Be grateful and show gratitude.

Being truly grateful is so much more that just saying “thank you” to someone. True gratitude is thankfulness and acknowledging everything that you receive. Gratitude consists of noticing simple pleasures and being aware of how much you’ve been given. When you exist within a state of gratitude the focus in your life changes from what you lack to all that you already have.

Being grateful allows us to thrive with our families, community health and our economy.
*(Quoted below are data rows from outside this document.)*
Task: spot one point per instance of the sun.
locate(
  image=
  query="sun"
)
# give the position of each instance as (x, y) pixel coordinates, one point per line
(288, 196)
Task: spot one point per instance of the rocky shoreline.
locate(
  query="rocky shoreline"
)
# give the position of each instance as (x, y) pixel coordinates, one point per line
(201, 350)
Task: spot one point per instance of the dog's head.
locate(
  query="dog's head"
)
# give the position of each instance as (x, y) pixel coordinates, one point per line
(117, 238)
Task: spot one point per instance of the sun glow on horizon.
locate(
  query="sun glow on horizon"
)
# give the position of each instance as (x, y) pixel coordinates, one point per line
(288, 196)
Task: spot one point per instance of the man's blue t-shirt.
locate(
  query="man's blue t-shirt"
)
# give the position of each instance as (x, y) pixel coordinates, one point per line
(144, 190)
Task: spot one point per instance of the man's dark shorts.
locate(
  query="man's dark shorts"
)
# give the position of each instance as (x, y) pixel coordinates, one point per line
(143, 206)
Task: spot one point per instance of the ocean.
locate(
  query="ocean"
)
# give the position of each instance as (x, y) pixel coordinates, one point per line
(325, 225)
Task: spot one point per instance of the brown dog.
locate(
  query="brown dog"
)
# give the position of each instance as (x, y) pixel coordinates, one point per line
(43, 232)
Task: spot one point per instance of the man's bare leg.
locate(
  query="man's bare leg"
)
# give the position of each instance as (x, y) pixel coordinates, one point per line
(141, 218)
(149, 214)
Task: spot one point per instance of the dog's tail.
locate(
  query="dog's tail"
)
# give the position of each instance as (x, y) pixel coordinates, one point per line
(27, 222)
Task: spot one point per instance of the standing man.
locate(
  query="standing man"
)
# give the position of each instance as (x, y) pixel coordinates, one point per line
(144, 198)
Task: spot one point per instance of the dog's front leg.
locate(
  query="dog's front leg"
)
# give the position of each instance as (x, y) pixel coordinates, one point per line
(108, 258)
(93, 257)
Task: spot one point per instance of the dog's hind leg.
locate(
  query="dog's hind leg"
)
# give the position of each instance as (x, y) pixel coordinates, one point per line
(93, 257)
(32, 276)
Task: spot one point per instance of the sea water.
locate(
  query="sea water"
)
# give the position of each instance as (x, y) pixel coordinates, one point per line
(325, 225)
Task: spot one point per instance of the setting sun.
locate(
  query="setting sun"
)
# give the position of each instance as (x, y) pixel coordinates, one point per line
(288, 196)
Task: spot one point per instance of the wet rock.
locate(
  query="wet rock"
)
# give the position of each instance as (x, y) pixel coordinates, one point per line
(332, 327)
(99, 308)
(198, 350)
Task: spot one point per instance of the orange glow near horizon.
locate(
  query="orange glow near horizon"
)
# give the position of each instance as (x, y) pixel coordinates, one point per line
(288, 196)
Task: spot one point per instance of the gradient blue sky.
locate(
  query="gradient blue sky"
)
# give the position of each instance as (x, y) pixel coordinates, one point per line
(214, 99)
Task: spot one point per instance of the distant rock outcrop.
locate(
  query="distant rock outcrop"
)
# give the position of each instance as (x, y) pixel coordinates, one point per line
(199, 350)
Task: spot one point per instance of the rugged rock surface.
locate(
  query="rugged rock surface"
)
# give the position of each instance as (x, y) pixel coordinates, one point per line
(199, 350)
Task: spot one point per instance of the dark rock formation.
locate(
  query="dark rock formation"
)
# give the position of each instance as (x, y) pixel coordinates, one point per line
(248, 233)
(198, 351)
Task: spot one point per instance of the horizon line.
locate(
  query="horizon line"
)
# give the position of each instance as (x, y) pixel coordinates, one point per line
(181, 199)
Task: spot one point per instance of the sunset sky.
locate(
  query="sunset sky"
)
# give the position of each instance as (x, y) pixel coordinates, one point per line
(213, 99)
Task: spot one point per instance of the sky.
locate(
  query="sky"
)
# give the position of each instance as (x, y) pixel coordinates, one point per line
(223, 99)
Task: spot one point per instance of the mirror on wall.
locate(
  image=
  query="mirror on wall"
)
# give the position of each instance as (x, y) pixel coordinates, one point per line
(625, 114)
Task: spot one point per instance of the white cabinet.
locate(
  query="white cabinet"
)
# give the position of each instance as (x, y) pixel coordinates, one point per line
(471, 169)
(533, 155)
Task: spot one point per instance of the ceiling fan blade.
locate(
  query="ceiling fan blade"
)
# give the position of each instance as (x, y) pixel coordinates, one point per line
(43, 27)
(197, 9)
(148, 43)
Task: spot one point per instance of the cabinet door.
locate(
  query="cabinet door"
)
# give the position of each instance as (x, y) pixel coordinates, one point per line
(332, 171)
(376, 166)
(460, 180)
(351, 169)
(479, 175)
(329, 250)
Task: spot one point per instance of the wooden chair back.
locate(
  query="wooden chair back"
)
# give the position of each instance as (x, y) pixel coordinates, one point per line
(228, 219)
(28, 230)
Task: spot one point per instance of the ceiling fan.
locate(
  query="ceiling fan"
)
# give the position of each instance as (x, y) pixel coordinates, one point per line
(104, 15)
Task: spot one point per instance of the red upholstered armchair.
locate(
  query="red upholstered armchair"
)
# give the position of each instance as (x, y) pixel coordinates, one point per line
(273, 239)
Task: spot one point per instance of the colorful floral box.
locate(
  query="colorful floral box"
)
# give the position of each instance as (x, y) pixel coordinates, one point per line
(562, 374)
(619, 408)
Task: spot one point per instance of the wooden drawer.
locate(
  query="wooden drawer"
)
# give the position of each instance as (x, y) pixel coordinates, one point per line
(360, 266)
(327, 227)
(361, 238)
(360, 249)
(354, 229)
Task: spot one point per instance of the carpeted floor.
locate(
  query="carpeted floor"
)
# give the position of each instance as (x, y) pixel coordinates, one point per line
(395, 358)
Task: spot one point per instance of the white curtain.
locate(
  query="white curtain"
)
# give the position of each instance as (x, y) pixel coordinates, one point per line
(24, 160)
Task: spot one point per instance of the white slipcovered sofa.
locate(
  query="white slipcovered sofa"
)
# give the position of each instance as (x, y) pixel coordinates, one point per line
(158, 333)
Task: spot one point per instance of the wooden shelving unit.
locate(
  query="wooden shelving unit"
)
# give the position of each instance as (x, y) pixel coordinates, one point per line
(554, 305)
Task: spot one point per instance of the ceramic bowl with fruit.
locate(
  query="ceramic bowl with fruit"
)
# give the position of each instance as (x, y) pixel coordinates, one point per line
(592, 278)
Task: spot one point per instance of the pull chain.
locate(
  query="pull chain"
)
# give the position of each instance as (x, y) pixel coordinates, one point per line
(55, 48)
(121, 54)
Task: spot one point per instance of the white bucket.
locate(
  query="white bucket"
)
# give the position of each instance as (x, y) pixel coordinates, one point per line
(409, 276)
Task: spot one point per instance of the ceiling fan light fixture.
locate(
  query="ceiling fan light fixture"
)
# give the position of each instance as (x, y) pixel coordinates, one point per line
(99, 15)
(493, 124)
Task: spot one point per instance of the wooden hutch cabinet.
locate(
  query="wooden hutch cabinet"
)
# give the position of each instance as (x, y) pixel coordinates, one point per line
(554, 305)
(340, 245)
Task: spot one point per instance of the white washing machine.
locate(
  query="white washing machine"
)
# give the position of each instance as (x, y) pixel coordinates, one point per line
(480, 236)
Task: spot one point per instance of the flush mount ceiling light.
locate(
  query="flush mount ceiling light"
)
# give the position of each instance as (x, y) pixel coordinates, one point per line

Furthermore, scientific research has shown that gratitude can have positive impacts on our health and well being:

  • People who keep gratitude journals on a weekly basis have been found to exercise more regularly, have fewer physical symptoms, feel better about their lives as a whole, and feel more optimistic about their upcoming weeks as compared to those who keep journals recording the stressors or neutral events of their lives.
  • Daily discussion of gratitude results in higher reported levels of alertness, enthusiasm, determination, attentiveness, energy and sleep duration and quality. Grateful people also report lower levels of depression and stress, although they do not deny or ignore the negative aspects of life.
  • People who think about, talk about or write about gratitude daily are more likely to report having helped someone with a personal problem or offered emotional support to another person.
  • Those with a disposition towards gratitude are found to place less importance on material goods, are less likely to judge their own or others success in terms of possessions accumulated, are less envious of wealthy people, and are more likely to share their possessions with others.
  • Emerging research suggests that daily gratitude practices may have some preventative benefits in warding off coronary artery disease.

How to be grateful:

Gratitude can start from the simplest actions:

  • Notice all the good things that are already in your life – a home to live in, a car that runs, health for you and your children, the ability to vote, food to eat, and so on.
  • Express to others the gratitude you feel towards them for things they have done for you, or for just being in your life.
  • Keep a Gratitude Journal. Every day write down a few things that you are grateful for that day. This way, when you have times of doubt and hardship, you can look to this journal to remind yourself of all that you have.

First steps:

Pick five things in your life that you are truly grateful for – your kids, your job, your health, etc. – and think of these things throughout the day.